J’AI COMPRIS SCHOPENHAUER À DOUZE ANS…

Le pire épisode de ma ma vie qui, il est vrai, n’en compte pas beaucoup, je l’ai connu à Schiers, une maison de correction située dans le fin fond des Grisons, un canton suisse réputé pour ses stations de sport d’hiver – St-Moritz, Davos – sa viande séchée des Grisons (à ne pas confondre avec les bisons), la pension de famille où logeait Nietzsche et où il aurait eu la révélation de l’Éternel Retour de toutes choses ( Dieu nous en préserve ). Bref, nous sommes non loin de la Montagne Magique qui fut pour moi une montagne maudite.
J’avais douze ans et je coulais des jours douillets à Lausanne quand mes parents eurent la saugrenue idée de m’envoyer à Schiers pour, disaient-ils, pensaient-ils, m’apprendre l’allemand et la discipline. J’avais raté ma première année au Collège Cantonal de Béthusy : j’allais le payer au prix fort.
Dans le train qui me conduisait à Coire, j’avais en face de moi un taré qui ne cessait d’enlever et de remettre son œil de verre. Cela augurait bien de la suite. Arrivé à Schiers, on me conduisit dans un bâtiment qui ressemblait à une caserne et où logeaient six cents garçons, de solides gaillards qui parlaient une langue dont je ne comprenais pas un mot. J’étais le plus jeune d’entre eux, le plus fragile, en deux mots : le souffre-douleur idéal. Entre autres sévices , on me plaquait contre un mur et on me lançait des couteaux. Ou alors, la nuit, je devais longer le parapet du sixième étage de cet hideux bâtiment : à plusieurs reprises j’ai failli me jeter dans le vide. L’Eternel retour, non ce n’était pas pour moi. D’autant plus qu’on nous servait à manger du boudin noir. Mes parents avaient oublié jusqu’à mon existence : je les comprenais : ils avaient déjà commis une erreur en me mettant au monde. Autant ne pas d’arrêter en si bon chemin…
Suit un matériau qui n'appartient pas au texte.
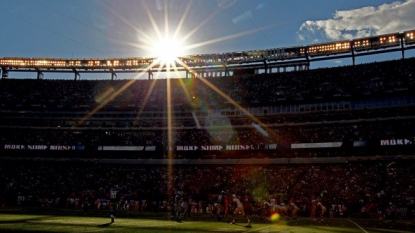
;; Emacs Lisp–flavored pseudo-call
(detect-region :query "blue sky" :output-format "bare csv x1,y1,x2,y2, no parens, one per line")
1,0,415,78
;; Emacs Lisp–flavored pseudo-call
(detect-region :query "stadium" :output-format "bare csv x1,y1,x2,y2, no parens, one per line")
1,12,415,233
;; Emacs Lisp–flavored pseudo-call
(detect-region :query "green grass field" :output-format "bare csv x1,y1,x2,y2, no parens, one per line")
0,208,414,233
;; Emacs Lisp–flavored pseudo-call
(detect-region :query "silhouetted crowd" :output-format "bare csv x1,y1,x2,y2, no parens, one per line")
0,160,414,220
0,58,414,111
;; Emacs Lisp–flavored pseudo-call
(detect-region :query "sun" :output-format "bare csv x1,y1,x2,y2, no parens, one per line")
152,36,184,65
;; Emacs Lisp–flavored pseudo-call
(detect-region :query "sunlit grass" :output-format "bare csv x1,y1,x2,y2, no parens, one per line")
0,211,413,233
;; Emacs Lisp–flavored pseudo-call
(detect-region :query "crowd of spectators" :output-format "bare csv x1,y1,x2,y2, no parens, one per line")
0,160,414,220
0,58,414,111
1,116,414,159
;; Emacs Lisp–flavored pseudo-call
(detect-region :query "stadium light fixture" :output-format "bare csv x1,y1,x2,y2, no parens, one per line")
404,30,415,45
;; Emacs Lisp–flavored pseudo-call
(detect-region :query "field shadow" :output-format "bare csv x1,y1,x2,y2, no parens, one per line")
97,222,113,227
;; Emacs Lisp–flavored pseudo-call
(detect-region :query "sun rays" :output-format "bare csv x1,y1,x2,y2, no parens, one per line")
77,0,279,141
76,1,282,192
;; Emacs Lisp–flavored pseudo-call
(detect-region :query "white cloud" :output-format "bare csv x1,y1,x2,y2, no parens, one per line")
298,0,415,42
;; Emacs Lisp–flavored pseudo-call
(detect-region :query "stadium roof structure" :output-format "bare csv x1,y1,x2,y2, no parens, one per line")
1,29,415,80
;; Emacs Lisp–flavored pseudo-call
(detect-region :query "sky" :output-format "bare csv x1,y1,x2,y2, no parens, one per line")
1,0,415,79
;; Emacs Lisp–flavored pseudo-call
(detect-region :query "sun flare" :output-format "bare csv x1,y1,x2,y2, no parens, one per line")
152,36,184,65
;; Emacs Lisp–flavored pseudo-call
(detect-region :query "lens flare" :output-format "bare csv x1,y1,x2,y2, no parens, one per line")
270,212,280,222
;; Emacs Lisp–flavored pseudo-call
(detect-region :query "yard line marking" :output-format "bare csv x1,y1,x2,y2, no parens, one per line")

Si Cioran jouait au football avec des crânes volés dans un cimetière voisin de Rasinari ( qui appartenait encore à l’empire autrichien ), nous passions notre temps libre dans les abattoirs de Schiers, les pieds dans le sang du bétail secoué par la terreur. Nous ramassions les yeux des vaches mortes et nous les utilisions comme ballons de foot, quand ce n’était pas comme projectiles. J’ai beaucoup gagné à observer et, parfois, à participer à ce genre de spectacles. Dorénavant, j’étais prévenu : les enfants sont des fascistes et l’humanité de la racaille. Mes études schopenhauriennes, c’est à Schiers que je les ai faites. Je ne le regrette pas. Il vaut mieux savoir très jeune dans quel monde vous aller évoluer. J’en ai tiré la conclusion qu’il n’est pas très ragoûtant et qu’il n’est pas aisé de s’en tirer le mieux qu’on peut. J’y suis parvenu. Mais je préférerais ne pas avoir à recommencer. Et si l’humanité venait à disparaître, j’en éprouverais une réelle jubilation. Inutile de préciser que je considère tous ceux qui veulent sauver la planète au mieux comme de sombres crétins, au pire comme des criminels.
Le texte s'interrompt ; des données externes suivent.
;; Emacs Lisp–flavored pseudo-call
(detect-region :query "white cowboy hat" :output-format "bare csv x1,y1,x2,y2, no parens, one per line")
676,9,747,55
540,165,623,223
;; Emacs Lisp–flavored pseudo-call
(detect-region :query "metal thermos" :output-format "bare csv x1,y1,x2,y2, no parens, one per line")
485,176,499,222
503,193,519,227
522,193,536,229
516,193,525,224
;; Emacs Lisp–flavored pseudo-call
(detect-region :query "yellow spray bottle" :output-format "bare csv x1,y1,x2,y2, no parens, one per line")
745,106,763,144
2 réflexions sur “J’AI COMPRIS SCHOPENHAUER À DOUZE ANS…

  1. Les vestiaires féminins semblent plus calmes, au moins jusqu’à l’arrivée des premières menstruations où les filles comprennent qu’elles pataugeront dans le sang une bonne partie de leur vie, d’où les vocations précoces d’infirmières dont les meilleures finissent parfois directrice de maison de retraite, affichant un sourire satisfait à l’énonciation du faible pourcentage de mâles parmi la clientèle.